Appeals Court rejects Celanese’s arguments on a conflict of interest
Celanese unsuccessfully attempted to convince the Court that a real conflict of interest existed between it and OneBeacon notwithstanding OneBeacon’s unconditional offer to withdraw its reservation of rights.
First it argued that OneBeacon’s offer was conditional because it required to terminate Celanese’s counsel it had use for 14 years in defending specialized chemical cases.
Second it argued that the 2009 jury verdict in the litigation between OneBeacon, OneBeacon’s third-party administrator and Celanese had shown that OneBeacon would put its interest before it is insureds.
Third, Celanese argued that it and OneBeacon disagreed “as the appropriate way to conduct the defense of the underlying claims.”
The Appeals Court found none of the evidence supporting these arguments showed a legally actionable conflict of interest sufficient to deny OneBeacon the right to control Celanese’s defense. The Court then ruled Celanese had no right to obtain reimbursement for defense costs after it refused to accept OneBeacon’s defense, offered without a reservation of rights.

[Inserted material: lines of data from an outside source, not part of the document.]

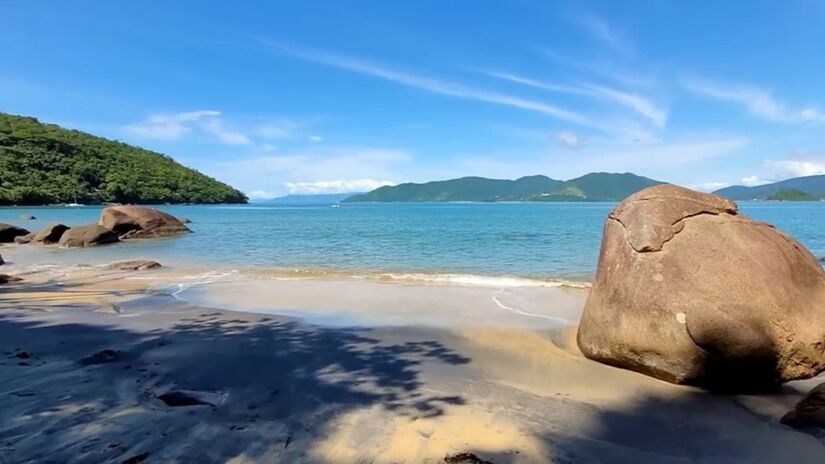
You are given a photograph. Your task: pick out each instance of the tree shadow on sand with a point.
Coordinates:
(686, 427)
(272, 383)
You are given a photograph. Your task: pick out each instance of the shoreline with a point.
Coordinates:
(286, 389)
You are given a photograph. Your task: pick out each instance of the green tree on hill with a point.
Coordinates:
(46, 164)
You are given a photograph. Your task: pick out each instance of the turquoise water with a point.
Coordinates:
(533, 240)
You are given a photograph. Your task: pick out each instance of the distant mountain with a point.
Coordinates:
(813, 188)
(591, 187)
(47, 164)
(308, 199)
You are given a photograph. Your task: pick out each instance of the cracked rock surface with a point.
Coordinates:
(690, 291)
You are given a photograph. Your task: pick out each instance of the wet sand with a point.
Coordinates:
(375, 373)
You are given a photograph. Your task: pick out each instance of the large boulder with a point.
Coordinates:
(24, 239)
(810, 411)
(136, 265)
(140, 222)
(50, 234)
(8, 279)
(85, 236)
(690, 291)
(8, 232)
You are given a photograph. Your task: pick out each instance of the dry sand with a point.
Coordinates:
(442, 373)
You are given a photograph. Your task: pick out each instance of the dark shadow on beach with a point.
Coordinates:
(267, 381)
(694, 426)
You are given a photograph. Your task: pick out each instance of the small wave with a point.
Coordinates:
(175, 289)
(481, 280)
(474, 280)
(527, 313)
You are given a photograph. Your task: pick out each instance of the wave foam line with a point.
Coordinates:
(525, 313)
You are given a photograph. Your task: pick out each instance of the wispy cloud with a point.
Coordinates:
(757, 101)
(709, 186)
(601, 68)
(752, 181)
(172, 126)
(321, 169)
(528, 81)
(606, 34)
(635, 102)
(336, 186)
(429, 84)
(568, 139)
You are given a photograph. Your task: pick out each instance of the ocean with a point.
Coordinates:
(506, 243)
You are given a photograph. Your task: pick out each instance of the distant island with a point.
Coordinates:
(808, 188)
(598, 186)
(42, 164)
(308, 199)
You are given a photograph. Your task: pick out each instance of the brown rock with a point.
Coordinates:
(136, 265)
(24, 239)
(50, 235)
(85, 236)
(689, 291)
(8, 232)
(140, 222)
(6, 279)
(810, 411)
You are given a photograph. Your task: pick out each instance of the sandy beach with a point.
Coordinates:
(95, 364)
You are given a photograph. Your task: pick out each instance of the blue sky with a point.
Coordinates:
(305, 97)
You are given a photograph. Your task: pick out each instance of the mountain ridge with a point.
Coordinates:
(597, 186)
(45, 164)
(812, 186)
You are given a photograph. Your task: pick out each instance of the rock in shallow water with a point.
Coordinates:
(50, 234)
(7, 279)
(810, 411)
(9, 232)
(689, 291)
(130, 221)
(85, 236)
(24, 239)
(136, 265)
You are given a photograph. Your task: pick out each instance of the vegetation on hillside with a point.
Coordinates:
(46, 164)
(792, 195)
(813, 188)
(591, 187)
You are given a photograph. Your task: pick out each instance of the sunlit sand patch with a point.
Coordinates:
(551, 365)
(376, 435)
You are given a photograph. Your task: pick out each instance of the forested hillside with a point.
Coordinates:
(46, 164)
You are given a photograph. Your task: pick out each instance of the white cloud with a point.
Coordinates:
(794, 168)
(757, 101)
(279, 129)
(173, 126)
(751, 181)
(709, 186)
(569, 139)
(273, 173)
(216, 127)
(170, 126)
(260, 195)
(336, 186)
(427, 83)
(635, 102)
(604, 32)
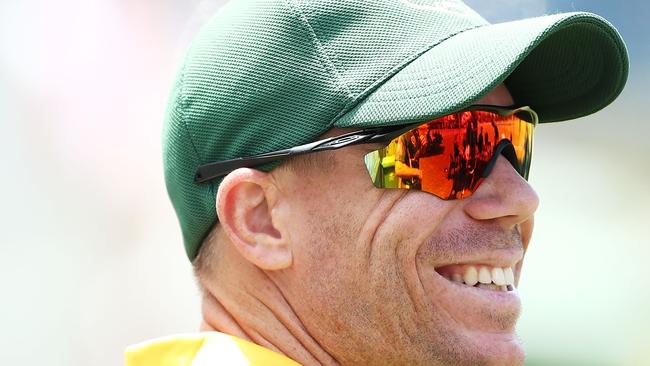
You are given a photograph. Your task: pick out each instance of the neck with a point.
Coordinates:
(243, 301)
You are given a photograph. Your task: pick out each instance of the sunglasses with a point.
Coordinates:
(448, 157)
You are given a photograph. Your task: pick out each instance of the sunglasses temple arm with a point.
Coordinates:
(215, 170)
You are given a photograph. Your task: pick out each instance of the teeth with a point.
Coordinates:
(510, 276)
(484, 275)
(471, 276)
(498, 277)
(487, 277)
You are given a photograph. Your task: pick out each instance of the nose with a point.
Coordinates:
(504, 196)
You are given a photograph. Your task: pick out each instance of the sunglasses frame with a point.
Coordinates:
(210, 171)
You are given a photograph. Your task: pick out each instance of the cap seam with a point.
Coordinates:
(324, 58)
(394, 70)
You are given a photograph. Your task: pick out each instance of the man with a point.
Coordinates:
(275, 125)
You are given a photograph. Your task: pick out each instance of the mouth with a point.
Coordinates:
(480, 276)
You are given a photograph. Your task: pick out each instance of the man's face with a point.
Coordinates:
(366, 279)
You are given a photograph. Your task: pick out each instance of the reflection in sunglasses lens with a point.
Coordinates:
(449, 156)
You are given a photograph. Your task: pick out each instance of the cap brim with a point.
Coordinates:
(564, 66)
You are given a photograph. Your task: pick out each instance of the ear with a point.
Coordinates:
(245, 202)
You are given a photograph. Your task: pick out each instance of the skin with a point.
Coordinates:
(318, 264)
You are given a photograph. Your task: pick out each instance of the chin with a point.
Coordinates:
(502, 349)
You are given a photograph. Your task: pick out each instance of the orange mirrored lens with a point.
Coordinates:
(449, 156)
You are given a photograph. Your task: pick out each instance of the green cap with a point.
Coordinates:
(272, 74)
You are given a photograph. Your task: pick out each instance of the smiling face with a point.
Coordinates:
(378, 274)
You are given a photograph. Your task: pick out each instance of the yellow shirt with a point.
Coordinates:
(202, 349)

Based on The Appeals Court ended its decision with an order stating:
…the judgment that awarded Celanese defense costs [$2.4 million] for the period April 13, 2009, through May 27, 2011 …is vacated, and the judgment shall …declare that OneBeacon has no duty to reimburse Celanese for defense costs that Celanese incurred during that period of time….”
Celanese has 20 days to request further appellate review
The Massachusetts Appeals Court is an intermediate appellate court. The ultimate judicial authority in Massachusetts resides with the Supreme Judicial Court. Parties dissatisfied with an Appeal Court’s decision may apply for further appellate review within 20 days of the decision by the Appeals Court. The allowance of the appeal is discretionary with the Supreme Judicial Court.
Here, an application for further appellate review by Celanese seems likely. Agencychecklists will monitor this case for any further appeal.